Their best new product is awesome indeed: Salesforce Engage
It’s funny in many ways. I’ve focused on customer engagement as my core theme and the subject of my work and output for about 18 months now. Therefore, you would think that a product called Salesforce Engage would get me excited because it had something to do with customer engagement.
Where the sort-of-irony here comes in is because it doesn’t have anything to do with customer engagement (though that brings up the question, why give it that name?) except in an incredibly broad interpretation of what it is. What it actually provides is a product that truly addresses the alignment of sales and marketing – and thus is exactly what 21st century businesses require to be sales/marketing smart.
The foundation of the product is Pardot – the acquisition that came with the acquisition of Exact Target – and one of the best parts of the whole deal. For those of you who don’t know Pardot, they are worth getting to know. I’ve known of either them or them since their founding in Atlanta in 2007. One of the founders, Adam Blitzer, a terrific guy, remains at Salesforce, while the other one, David Cummings, has moved on to invest in companies, like CRM Idol 2014 contestant, Salesloft.
Pardot was a complete marketing automation solution that focused primarily on the midmarket while it remained independent. The foundation technology was solid as a rock and one of the best marketing automation solutions, both relatively and absolutely. Would I have used it for an enterprise deployment back in the day? No. However, for the midmarket and even the small business market (the upper end of it), it was a hands-down good possible choice.

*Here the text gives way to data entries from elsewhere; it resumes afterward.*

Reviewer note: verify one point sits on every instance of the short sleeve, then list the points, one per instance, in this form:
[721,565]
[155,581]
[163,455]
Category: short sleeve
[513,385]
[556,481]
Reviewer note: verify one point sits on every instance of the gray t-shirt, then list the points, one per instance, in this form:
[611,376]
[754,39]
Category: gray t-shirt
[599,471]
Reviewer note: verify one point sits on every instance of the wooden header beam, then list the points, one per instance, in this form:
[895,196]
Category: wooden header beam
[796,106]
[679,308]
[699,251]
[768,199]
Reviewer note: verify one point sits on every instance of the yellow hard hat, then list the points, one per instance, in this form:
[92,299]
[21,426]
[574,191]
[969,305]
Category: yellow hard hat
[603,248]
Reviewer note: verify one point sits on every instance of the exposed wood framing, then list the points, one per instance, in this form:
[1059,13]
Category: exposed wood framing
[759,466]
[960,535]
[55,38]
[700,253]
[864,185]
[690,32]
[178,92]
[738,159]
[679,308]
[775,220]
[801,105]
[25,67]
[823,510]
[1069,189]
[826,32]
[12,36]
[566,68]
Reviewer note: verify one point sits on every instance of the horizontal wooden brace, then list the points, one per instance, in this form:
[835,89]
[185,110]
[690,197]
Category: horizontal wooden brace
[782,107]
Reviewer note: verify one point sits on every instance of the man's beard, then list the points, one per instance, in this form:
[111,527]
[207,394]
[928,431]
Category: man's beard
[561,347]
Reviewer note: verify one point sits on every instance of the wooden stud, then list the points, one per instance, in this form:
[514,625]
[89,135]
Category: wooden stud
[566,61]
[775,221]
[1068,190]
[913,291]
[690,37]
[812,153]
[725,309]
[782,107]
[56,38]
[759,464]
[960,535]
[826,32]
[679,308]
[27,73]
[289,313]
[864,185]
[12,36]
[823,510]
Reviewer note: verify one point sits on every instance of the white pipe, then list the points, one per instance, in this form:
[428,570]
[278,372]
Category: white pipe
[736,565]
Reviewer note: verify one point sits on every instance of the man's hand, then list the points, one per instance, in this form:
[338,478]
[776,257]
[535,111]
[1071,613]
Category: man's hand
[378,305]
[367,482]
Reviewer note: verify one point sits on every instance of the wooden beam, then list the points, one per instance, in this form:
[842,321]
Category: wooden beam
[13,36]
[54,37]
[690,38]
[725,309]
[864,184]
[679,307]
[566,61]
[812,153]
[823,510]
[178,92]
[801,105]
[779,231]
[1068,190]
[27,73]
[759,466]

In 2012, Exact Target acquired them for a reputed $95.5 million (see the Wikipedia entry for the number. It’s the only place I’ve ever seen a number so I can’t vouch for its validity. I have no other source; though to be honest, I didn’t try very hard to find one). Then in 2013, Salesforce acquired Exact Target for $2.5 billion – and Salesforce, thus, got Pardot in the bargain.
In 2013, at Dreamforce, Salesforce did something that at the time I thought was rather strange: they moved Pardot into the Sales Cloud – thus using only a percentage of its capabilities e.g. demand generation and losing a lot better situated to the Marketing Cloud.
However, this year, they seemed to have rectified this and applied the foundational Pardot technology to the creation of Salesforce Engage.
So what is the product that I’m waxing so enthusiastically about? Aside from my favorite thing at Connections this year, it is a product aligned to the alignment of sales and marketing – meaning one of the most important business trends not named “innovation” or “transformation” or “engagement.” (Forget disruption – everything is entitled disruption – and none of it is even vaguely close to that).
Engage does the following things among many others.
1. It gives both marketing and sales access to a library of marketing approved email templates, nurturing tracks, or even create ad-hoc messages, efforts via an embedded editor. The campaigns can run from the Sales Cloud, Marketing Cloud, via mobile app or even Gmail.
2. Alerts trigger in real time when the prospect engaged reaches some pre-determined level. The alert is sent to the mobile app or the Salesforce desktop CRM system. Each of the alerts can be customized to the specific needs of a sales person’s sales cycle and yet, within the constraints of the overall sales process.
3. It uses analytics to provide the information via nicely graphical dashboards to monitor both campaign results and engagement measures (e.g. click-throughs etc).
4. It has a strong mobile capability. On your smart device, you can see a real-time feed showing what your prospects are doing. You can also add leads to nurturing campaigns on the fly.
What’s so exciting about this? Aside from the mobile capabilities, which are manifest and easy to use, the single most important reflection of what Engage does is that “it gives both marketing and sales access to a library of marketing approved email templates, nurturing tracks….”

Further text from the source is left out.